ReplyDelete"This is why, in my opinion, the only way to build really believable and reliable models is to use microfoundations (or, if the macroeconomy is big enough to display emergent properties, to use agent-based modeling). Without those techniques, macro is doomed to be a lot more like history than science. "
Please note that the objections in the first paragraph apply to the second paragraph, as well. You're skipping over the problem of coming up with good parameters for your agents.
Noah: Enjoying your blog. Some props, from an earlier post:
ReplyDeletehttp://www.scpr.org/blogs/economy/2012/03/05/4949/economists-are-special-breed-nerd/
Why not look very very closely at the state level to see this in action?
ReplyDeleteI would tend to laugh at Taylor, because if you pick an obvious state, such as Arizona, that is fairly small, suffered a huge decline in revenues, had measurable stimulus that specifically backfilled lost revenue, and faced a very hard borrowing and revenue constraint set due to politics.

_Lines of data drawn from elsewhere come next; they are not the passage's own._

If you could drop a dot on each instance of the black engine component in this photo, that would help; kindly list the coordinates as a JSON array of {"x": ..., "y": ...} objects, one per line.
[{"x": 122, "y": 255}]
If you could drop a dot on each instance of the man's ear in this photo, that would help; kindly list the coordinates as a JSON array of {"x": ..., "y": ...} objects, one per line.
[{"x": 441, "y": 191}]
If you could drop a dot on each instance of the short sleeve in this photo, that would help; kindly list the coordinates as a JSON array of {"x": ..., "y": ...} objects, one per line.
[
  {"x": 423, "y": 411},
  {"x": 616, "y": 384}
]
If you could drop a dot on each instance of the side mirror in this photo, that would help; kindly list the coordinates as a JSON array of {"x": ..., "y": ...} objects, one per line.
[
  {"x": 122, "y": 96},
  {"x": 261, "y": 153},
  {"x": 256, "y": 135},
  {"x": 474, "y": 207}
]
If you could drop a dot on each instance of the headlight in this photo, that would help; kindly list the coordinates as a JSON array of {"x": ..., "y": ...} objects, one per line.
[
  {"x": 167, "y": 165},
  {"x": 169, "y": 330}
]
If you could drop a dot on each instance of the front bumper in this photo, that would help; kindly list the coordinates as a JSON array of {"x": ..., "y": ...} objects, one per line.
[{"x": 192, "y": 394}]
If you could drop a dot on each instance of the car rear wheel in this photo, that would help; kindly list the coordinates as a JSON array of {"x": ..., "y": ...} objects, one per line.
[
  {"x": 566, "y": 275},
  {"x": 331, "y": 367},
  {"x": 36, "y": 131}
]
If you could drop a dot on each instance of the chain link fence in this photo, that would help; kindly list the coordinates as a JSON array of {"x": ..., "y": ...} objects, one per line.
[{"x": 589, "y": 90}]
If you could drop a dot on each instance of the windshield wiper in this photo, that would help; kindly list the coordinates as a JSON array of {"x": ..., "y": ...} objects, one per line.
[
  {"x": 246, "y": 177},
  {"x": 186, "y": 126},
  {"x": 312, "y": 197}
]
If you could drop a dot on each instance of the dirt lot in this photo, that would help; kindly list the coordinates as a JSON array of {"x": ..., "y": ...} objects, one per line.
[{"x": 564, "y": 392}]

In this state, one sees the immediate effects of stimulus through cancelled layoffs, with those earning continuing to circulate through the local economy.
So, why don't you start here in a small state of 6 million people with a full microfoundation set of data available and see if really happened the way Taylor postulates.

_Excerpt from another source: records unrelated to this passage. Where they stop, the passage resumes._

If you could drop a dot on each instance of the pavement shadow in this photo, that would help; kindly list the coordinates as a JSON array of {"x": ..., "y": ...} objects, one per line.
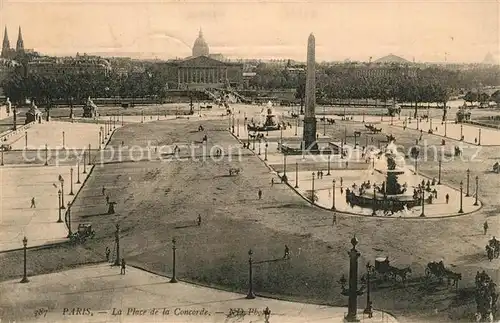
[{"x": 93, "y": 215}]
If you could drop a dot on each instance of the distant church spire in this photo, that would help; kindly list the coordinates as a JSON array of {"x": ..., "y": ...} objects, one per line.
[{"x": 20, "y": 42}]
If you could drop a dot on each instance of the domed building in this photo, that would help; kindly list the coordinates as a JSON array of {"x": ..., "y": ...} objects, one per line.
[
  {"x": 203, "y": 70},
  {"x": 200, "y": 47}
]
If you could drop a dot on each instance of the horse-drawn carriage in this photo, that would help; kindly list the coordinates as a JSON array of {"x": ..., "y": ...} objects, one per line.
[
  {"x": 82, "y": 234},
  {"x": 383, "y": 267},
  {"x": 438, "y": 270},
  {"x": 234, "y": 171}
]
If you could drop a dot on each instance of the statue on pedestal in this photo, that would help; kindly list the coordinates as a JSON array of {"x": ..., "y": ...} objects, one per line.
[
  {"x": 33, "y": 114},
  {"x": 90, "y": 109}
]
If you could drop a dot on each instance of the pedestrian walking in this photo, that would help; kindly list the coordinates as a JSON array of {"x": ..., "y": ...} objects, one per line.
[
  {"x": 122, "y": 271},
  {"x": 287, "y": 253}
]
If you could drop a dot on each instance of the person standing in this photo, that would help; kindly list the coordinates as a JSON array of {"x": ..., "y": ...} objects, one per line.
[
  {"x": 122, "y": 271},
  {"x": 287, "y": 253}
]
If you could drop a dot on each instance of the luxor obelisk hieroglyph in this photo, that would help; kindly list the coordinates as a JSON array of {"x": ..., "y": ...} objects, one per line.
[{"x": 309, "y": 136}]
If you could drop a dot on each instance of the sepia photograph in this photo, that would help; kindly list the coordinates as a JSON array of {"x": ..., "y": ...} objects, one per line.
[{"x": 257, "y": 161}]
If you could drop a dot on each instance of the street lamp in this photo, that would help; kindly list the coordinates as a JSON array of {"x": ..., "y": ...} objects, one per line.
[
  {"x": 46, "y": 155},
  {"x": 461, "y": 197},
  {"x": 61, "y": 180},
  {"x": 59, "y": 194},
  {"x": 117, "y": 242},
  {"x": 423, "y": 203},
  {"x": 477, "y": 191},
  {"x": 70, "y": 233},
  {"x": 328, "y": 165},
  {"x": 296, "y": 174},
  {"x": 25, "y": 277},
  {"x": 333, "y": 196},
  {"x": 374, "y": 201},
  {"x": 250, "y": 294},
  {"x": 71, "y": 181},
  {"x": 369, "y": 309},
  {"x": 173, "y": 280},
  {"x": 312, "y": 190},
  {"x": 468, "y": 179},
  {"x": 352, "y": 292},
  {"x": 439, "y": 172}
]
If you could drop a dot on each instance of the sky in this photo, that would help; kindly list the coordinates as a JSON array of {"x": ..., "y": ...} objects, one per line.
[{"x": 461, "y": 31}]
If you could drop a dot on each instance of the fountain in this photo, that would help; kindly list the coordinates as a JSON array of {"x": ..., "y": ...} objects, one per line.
[
  {"x": 389, "y": 168},
  {"x": 271, "y": 123}
]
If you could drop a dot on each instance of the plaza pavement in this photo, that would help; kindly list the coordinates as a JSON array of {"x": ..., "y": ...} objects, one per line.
[
  {"x": 20, "y": 183},
  {"x": 103, "y": 292},
  {"x": 488, "y": 136}
]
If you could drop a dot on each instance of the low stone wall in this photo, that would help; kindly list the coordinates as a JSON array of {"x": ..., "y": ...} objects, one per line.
[{"x": 14, "y": 135}]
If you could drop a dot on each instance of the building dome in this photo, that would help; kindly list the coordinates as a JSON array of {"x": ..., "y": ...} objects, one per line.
[{"x": 200, "y": 47}]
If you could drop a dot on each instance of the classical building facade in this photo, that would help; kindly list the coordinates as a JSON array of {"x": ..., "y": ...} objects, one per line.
[{"x": 203, "y": 70}]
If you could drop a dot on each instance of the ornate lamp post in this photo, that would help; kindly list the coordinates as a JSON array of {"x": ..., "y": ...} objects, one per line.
[
  {"x": 71, "y": 181},
  {"x": 25, "y": 276},
  {"x": 468, "y": 179},
  {"x": 70, "y": 233},
  {"x": 461, "y": 198},
  {"x": 439, "y": 172},
  {"x": 90, "y": 163},
  {"x": 312, "y": 190},
  {"x": 250, "y": 294},
  {"x": 328, "y": 165},
  {"x": 352, "y": 292},
  {"x": 78, "y": 172},
  {"x": 117, "y": 242},
  {"x": 477, "y": 191},
  {"x": 174, "y": 279},
  {"x": 61, "y": 180},
  {"x": 296, "y": 174},
  {"x": 46, "y": 155},
  {"x": 423, "y": 203},
  {"x": 369, "y": 309},
  {"x": 59, "y": 194},
  {"x": 333, "y": 195}
]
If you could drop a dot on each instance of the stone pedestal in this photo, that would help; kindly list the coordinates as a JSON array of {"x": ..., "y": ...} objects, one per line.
[{"x": 309, "y": 136}]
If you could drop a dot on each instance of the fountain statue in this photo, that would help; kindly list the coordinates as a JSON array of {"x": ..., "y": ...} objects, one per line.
[{"x": 392, "y": 194}]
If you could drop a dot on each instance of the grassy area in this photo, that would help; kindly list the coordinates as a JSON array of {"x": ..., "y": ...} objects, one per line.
[{"x": 159, "y": 201}]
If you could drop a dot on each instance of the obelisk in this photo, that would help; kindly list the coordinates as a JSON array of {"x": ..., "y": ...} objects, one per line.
[{"x": 309, "y": 135}]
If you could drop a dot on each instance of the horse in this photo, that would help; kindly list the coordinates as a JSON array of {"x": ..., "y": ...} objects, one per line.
[
  {"x": 453, "y": 278},
  {"x": 401, "y": 273}
]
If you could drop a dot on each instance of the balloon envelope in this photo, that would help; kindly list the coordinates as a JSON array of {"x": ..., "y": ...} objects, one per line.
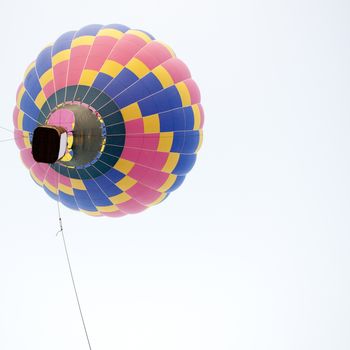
[{"x": 132, "y": 115}]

Hint: Using my macro spidey sense, let us talk about failures in an epic sense:
The first is that the tax rebates in the ARRA failed to increase household consumption. This doesn't seem like an incredibly controversial argument, since A) there exist decent ways to forecast what consumption would have been in the absence of the ARRA, and B) Keynesian theories predict that transfer payments make for much worse stimulus than government expenditure.
Uh, the research has been done, thanks to the first Bush tax money mailout- high end households saved the money, low end spent it. Um, so now that we have established that a significant population of households are not ration enough to practice Ricardean Equivalence over a one year period, can we tell Taylor he is wrong?
I could go on and on, but that rational expectations Chicago model just refuses to quit telling people the earth is perfectly spherical, when it is actually oblate.
Now, coming from highly mathematical models of physics, you think you can model a cultural agglomeration function with a few handy dandy tools?
Your hopes that microfoundations can prevail on an aggregate level are nearly risible, when we can't even do an adequate job of predicting unemployment rates.
If you want true microfoundations, first adequately model micro, which still thinks in terms of the rational expectations model.
After you leave that behind, you might have a chance to succeed.
At the first mention of twice differentiable, or separating hyperplanes, you might as well begin discussing your Erdos number, it has more relevance.
Amazing blog site. Part econ theory, part political commentary, part entertainment. Keep up the good work Noah.
ReplyDeleteSurprise!! John Taylor found what he was looking for; proof that Obama policies don't work.